Bruxelles

L’envoûtant ballet de Tchaikovsky Casse-Noisette, revisité, est à découvrir du 27 au 30 décembre à Forest National.

C’est un show hors norme qui se déroulera à Forest National du 27 au 30 décembre prochain, à l’occasion du spectacle Casse-Noisette revisité par le célèbre directeur artistique Franco Dragone et le metteur en scène Giuliano Peparini.

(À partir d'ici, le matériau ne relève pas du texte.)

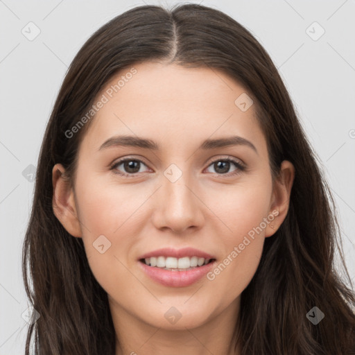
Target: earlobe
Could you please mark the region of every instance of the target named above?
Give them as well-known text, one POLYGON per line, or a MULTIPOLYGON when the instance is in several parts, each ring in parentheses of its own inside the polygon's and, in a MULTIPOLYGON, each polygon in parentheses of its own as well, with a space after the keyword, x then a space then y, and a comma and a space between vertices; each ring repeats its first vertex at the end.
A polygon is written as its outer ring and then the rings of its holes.
POLYGON ((81 237, 74 193, 64 173, 65 169, 60 164, 55 164, 52 170, 53 212, 68 233, 73 236, 81 237))
POLYGON ((273 235, 287 216, 295 173, 293 164, 288 160, 284 160, 281 164, 279 175, 275 181, 273 202, 269 212, 269 216, 273 215, 275 218, 266 228, 266 237, 273 235))

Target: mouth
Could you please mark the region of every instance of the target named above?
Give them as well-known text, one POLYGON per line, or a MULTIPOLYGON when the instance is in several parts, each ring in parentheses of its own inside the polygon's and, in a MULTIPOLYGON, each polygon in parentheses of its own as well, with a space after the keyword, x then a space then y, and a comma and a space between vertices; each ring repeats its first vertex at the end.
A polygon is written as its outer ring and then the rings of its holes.
POLYGON ((184 257, 182 258, 175 258, 173 257, 152 257, 139 259, 139 261, 147 266, 158 268, 162 270, 169 271, 187 271, 197 268, 200 268, 205 265, 211 263, 216 261, 216 259, 207 259, 198 257, 184 257))
POLYGON ((216 264, 214 258, 150 257, 139 259, 144 274, 166 287, 187 287, 201 280, 216 264))

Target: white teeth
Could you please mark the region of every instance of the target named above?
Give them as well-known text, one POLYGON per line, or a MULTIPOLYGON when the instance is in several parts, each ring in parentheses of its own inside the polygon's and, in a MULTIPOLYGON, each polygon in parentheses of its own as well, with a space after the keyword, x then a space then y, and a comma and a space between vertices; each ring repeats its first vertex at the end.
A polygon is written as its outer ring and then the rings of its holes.
POLYGON ((184 257, 183 258, 174 258, 173 257, 158 257, 151 258, 146 258, 144 261, 146 265, 150 266, 156 266, 166 270, 170 269, 181 269, 189 270, 191 268, 196 266, 202 266, 206 265, 209 262, 209 259, 199 258, 198 257, 184 257))

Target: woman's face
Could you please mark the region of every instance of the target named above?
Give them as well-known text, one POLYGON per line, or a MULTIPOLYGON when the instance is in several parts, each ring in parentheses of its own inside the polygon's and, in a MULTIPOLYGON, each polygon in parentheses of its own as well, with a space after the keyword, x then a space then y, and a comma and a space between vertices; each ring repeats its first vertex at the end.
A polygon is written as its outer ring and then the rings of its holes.
POLYGON ((230 77, 175 64, 134 68, 98 96, 68 198, 72 214, 60 220, 83 238, 114 317, 195 327, 237 311, 265 237, 287 213, 290 187, 272 186, 252 102, 230 77))

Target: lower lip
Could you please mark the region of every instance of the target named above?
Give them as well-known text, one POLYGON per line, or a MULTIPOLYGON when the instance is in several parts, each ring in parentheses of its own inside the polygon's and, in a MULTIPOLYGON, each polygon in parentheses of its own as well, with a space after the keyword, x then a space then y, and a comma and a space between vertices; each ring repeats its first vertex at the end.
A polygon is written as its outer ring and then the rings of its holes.
POLYGON ((186 287, 201 279, 212 268, 216 260, 187 271, 170 271, 148 266, 141 261, 138 263, 153 280, 168 287, 186 287))

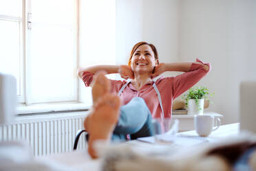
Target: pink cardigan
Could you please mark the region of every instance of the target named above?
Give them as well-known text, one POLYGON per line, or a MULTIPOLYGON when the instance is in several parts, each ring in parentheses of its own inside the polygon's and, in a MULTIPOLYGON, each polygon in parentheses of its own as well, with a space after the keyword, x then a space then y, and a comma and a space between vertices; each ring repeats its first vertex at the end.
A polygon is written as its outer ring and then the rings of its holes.
MULTIPOLYGON (((206 71, 204 66, 193 63, 189 72, 184 72, 176 77, 161 77, 156 81, 159 92, 161 94, 162 107, 165 118, 171 117, 171 108, 173 100, 179 95, 198 83, 211 70, 211 64, 203 63, 198 59, 197 62, 206 64, 209 70, 206 71)), ((93 74, 89 72, 83 73, 83 81, 85 86, 89 86, 93 79, 93 74)), ((120 89, 127 81, 111 80, 111 93, 118 94, 120 89)), ((144 85, 138 91, 136 90, 131 83, 128 83, 120 94, 122 105, 127 104, 130 100, 136 97, 142 98, 146 102, 153 118, 159 118, 161 116, 161 108, 159 104, 158 95, 153 88, 153 81, 144 85)))

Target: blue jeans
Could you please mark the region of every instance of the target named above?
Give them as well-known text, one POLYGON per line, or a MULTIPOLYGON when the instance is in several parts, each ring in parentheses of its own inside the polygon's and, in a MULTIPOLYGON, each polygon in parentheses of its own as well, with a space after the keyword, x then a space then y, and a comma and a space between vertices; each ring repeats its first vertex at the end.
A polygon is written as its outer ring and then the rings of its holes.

Et parmi la centaine d’artistes qui contribueront au spectacle, on retrouve 20 étudiants issus de l’école de théâtre Lassaad à Saint-Gilles. “Le défi est de taille puisque ce ballet féerique est devenu l’un des plus populaires au monde et un véritable symbole musical”, explique Lassaad Saïdi, le fondateur de l’école. “J’ai collaboré avec Franco Dragone lors du spectacle La Perle que nous avons réalisé à Dubaï et nous avons eu envie de monter, à deux, une nouvelle création avec des étudiants provenant de mon école”, ajoute-t-il.

“Les étudiants sont très motivés et la collaboration est parfaite malgré que tous ne comprennent pas bien le français. On veut raconter une histoire forte et poignante, basée sur les mouvements et la gestuelle et pas sur les paroles”, explique Lassaad Saïdi.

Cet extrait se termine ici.